Bob, thanks for the input, but I'm really not sure what you are seeing. I asked the vet about her while she was examining her, and she said her weight was great, and that she has nice withers. I asked her about the dry spots, and she said she really didn't know, because Nibbles' conformation was very, very good. Here is another picture that shows her withers a little better. I certainly don't have any trouble keeping a saddle on - I barely need to cinch it at all, and don't have any trouble with it slipping, either sideways or forward or back going up and down hills. I have ridden several times with the new Wade, and no dry spots at all -no movement and it fits great. I believe the other saddles had too narrow of a tree.


----------



## smrobs (Jul 30, 2008)

CC, I wonder if maybe Bob just isn't used to looking at stock horses...

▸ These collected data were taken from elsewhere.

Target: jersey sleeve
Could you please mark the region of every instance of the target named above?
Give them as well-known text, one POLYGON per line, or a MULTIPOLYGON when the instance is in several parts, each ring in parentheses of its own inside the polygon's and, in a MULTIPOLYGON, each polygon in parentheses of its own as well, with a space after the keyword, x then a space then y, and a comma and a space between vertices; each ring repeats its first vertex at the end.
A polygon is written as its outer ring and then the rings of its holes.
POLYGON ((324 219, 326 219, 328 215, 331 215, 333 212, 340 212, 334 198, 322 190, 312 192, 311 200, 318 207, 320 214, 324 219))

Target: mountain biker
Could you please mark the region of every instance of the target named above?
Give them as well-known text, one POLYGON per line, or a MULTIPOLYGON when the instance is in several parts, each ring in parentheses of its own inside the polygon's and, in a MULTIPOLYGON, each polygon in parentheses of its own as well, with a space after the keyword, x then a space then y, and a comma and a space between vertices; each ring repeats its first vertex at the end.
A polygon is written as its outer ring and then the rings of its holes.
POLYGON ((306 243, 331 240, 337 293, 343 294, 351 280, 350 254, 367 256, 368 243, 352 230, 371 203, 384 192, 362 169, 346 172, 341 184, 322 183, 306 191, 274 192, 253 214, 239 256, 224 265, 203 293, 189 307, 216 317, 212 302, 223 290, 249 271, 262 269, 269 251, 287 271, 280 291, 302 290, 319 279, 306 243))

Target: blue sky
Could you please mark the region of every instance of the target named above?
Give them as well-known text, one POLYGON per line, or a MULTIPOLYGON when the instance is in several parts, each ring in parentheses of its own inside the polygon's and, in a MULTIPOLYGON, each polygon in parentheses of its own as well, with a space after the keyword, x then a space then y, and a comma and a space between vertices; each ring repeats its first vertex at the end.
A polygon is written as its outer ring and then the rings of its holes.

Those withers and that build is pretty typical for a well built stock horse. She's not mutton withered, but she doesn't have a sharkfin either. Plus, she's got good muscle mass. For her to be in "perfect" condition, I'd probably want to see her a bit more fit, but she's a long way from being fat.


----------



## Customcanines (Jun 17, 2012)

I think maybe that's the problem. I know when comparing Quarter Horses to gaited horses, Bob's observations are understandable. I did take some pictures today of the saddle without a blanket - I checked her back after riding for a couple of hours, and there were no dry spots or sore spots, so I am convinced the saddle fits well. The pictures aren't the best - she's a big girl, and I'm short, but I did the best I could. I didn't get one going down the middle of the saddle, but there is at least an inch clearance all the way down her spine. the skirt in back keeps it from being seen from the back. STILL LOVE the saddle!!!!!!!!!


----------



## Customcanines (Jun 17, 2012)

AND SMROBS, my daughter just got an arena and Nibbled FINALLY turned 3, so hopefully I can work her enough to put a little muscle mass on her. Will SHE be shocked! She thought being fed apples and groomed, being hand grazed, and going for an occasional short trail ride was all there was to life! LOL


----------



## COWCHICK77 (Jun 21, 2010)

I think your saddle fits good. And if its not leaving roughed up hair, dry spots or protesting because it hurts her then for sure it's a keeper 
I think she's built nice and sometimes young horses can be hard to fit because they haven't been worked enough to develop their muscles. I think you'll be surprised how much a horses back changes with regular work.


----------



## Customcanines (Jun 17, 2012)

OH NO! LOL DOES THAT MEAN ANOTHER SADDLE SEARCH???? LOL I knew there was a chance I would have to change saddles later as she is still so young, but I'll cross that bridge when I come to it.


----------



## Celeste (Jul 3, 2011)

She probably has a lot of growing to do still. She is a nice horse.


----------



## COWCHICK77 (Jun 21, 2010)

LOL! I didn't mean it as a bad thing really. You may have to find a different saddle but just in my experience they get easy to fit.

I rode a mare that was started as a three year old, rode off and on then turned out for a couple of years because no one liked riding her. She got cut to me and I used my old saddle on her and fit her well but she lacked muscling. After a few months of being in the mountains and devolping good muscling the saddle just fit her even better


----------



## Customcanines (Jun 17, 2012)

Just an update - Nibbles had started pinning her ears when I cinched her up in the other saddles I tried, even though I was very careful and slow when cinching. After using this saddle for a couple of weeks, guess what? no more ear pinning!!! I guess she approves, thank goodness!!


----------



## smrobs (Jul 30, 2008)

Woot! :clap:


----------



## Roadyy (Feb 9, 2013)

Congrats!!!


----------